Portraits of the hostages are on display across Israel, along the sea promenade in Tel Aviv and in the arrivals hall at the country’s airport.

Some Israelis are also outraged that the ICC issued warrants for Netanyahu and Gallant alongside one for Mohammed Al-Masri, also known as Mohammed Deif, the Hamas leader who Israel claims was one of the masterminds of the October 7 attack.

The ICC “is saying that Gallant and Netanyahu are equal to Mohammed Deif… this is something that Israelis truly cannot comprehend, truly, truly cannot comprehend,” Siegal said.

Yael Vias Gvirsman represents the families of hundreds of Israeli victims of the October 7 attacks at the ICC and was in The Hague on Thursday when the warrants were issued. She said the warrant against Deif was an important recognition “that Hamas attacks consisted of extermination, torture, rape and other sexual crimes and inhumane treatment” and that it was good news for families she represents. “It’s the first step for recognition and the first step for them rebuilding their lives,” she said.

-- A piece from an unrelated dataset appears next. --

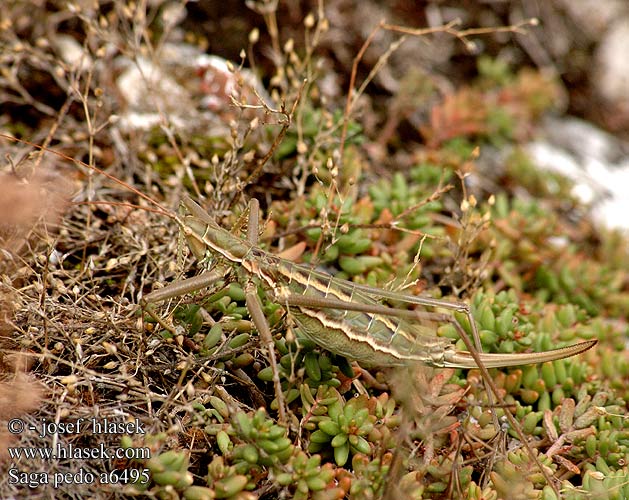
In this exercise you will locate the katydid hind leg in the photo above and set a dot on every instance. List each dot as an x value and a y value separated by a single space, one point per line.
252 221
259 320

But she added that the simultaneous warrants against Netanyahu and Gallant were understandably met with “great shock” in Israel, “because it is a nation at its most difficult hour.”

The court said it found “reasonable grounds” to believe that Netanyahu bears criminal responsibility for war crimes including “starvation as a method of warfare” and “the crimes against humanity of murder, persecution, and other inhumane acts.”

More than 43,000 Palestinians have been killed since October 7 last year, according to the health ministry in Gaza.

Netanyahu denounced the ICC move on Thursday, calling it an “antisemitic decision” and “a modern Dreyfus trial,” referring to the 1894 wrongful conviction of Jewish-French soldier Alfred Dreyfus, an affair that has since come to symbolize antisemitic persecution.

The prime minister said the ICC judges were “motivated by antisemitic sentiments against the one and only Jewish state.”

Meanwhile, opposition leader Yair Lapid called the arrest warrants for Netanyahu and Gallant a “reward for terrorism.”

Implications for soldiers fighting in Gaza

While the ICC arrest warrants target only Netanyahu and Gallant, some are worried about the implications for the Israel Defense Forces and its soldiers.

Conscription is mandatory for most Jewish Israelis and some 300,000 reservists have been called up because of the war, on top of the estimated 170,000 active-duty soldiers.

The right-wing Israeli legal organization Shurat HaDin has warned about the arrest warrants “creating a dangerous precedent for the ICC to target other democratic armies and leaders.” The group has long warned about the ICC possibly opening a criminal investigation against Israeli soldiers.

Legal action at the ICC against Israeli soldiers, it said on its website, would “carry devastating effects” on Israel, and cause immediate personal risk to individuals “whose only blame is for serving their country and fighting terror.”

Refusals by potential recruits and reservists to serve are rare in Israel, but there are signs that they have been increasing amid the global outrage over the toll of the war in Gaza. Taking an unusually public stance, a group of more than 130 Israeli reservists signed an open letter to Netanyahu and Gallant last month, stating that they refuse to serve unless a deal is signed to end the war and bring back the hostages, saying that for some of them “the red line has already been crossed.”

Soul Behar Tsalik, an Israeli who intends to refuse his mandatory enlistment in the IDF next week, said the ICC warrant strengthens his commitment to refuse.

Breaking the Silence, an organization of Israeli veterans who oppose the war in Gaza and the occupation of the West Bank, was a rare voice of support for the ICC’s decision.

It said in a statement that the “flood of condemnations, an array of whataboutisms and countless allegations of antisemitism” was indicative of the Israeli “society’s insistence, even now, to not see what we are doing in Gaza.”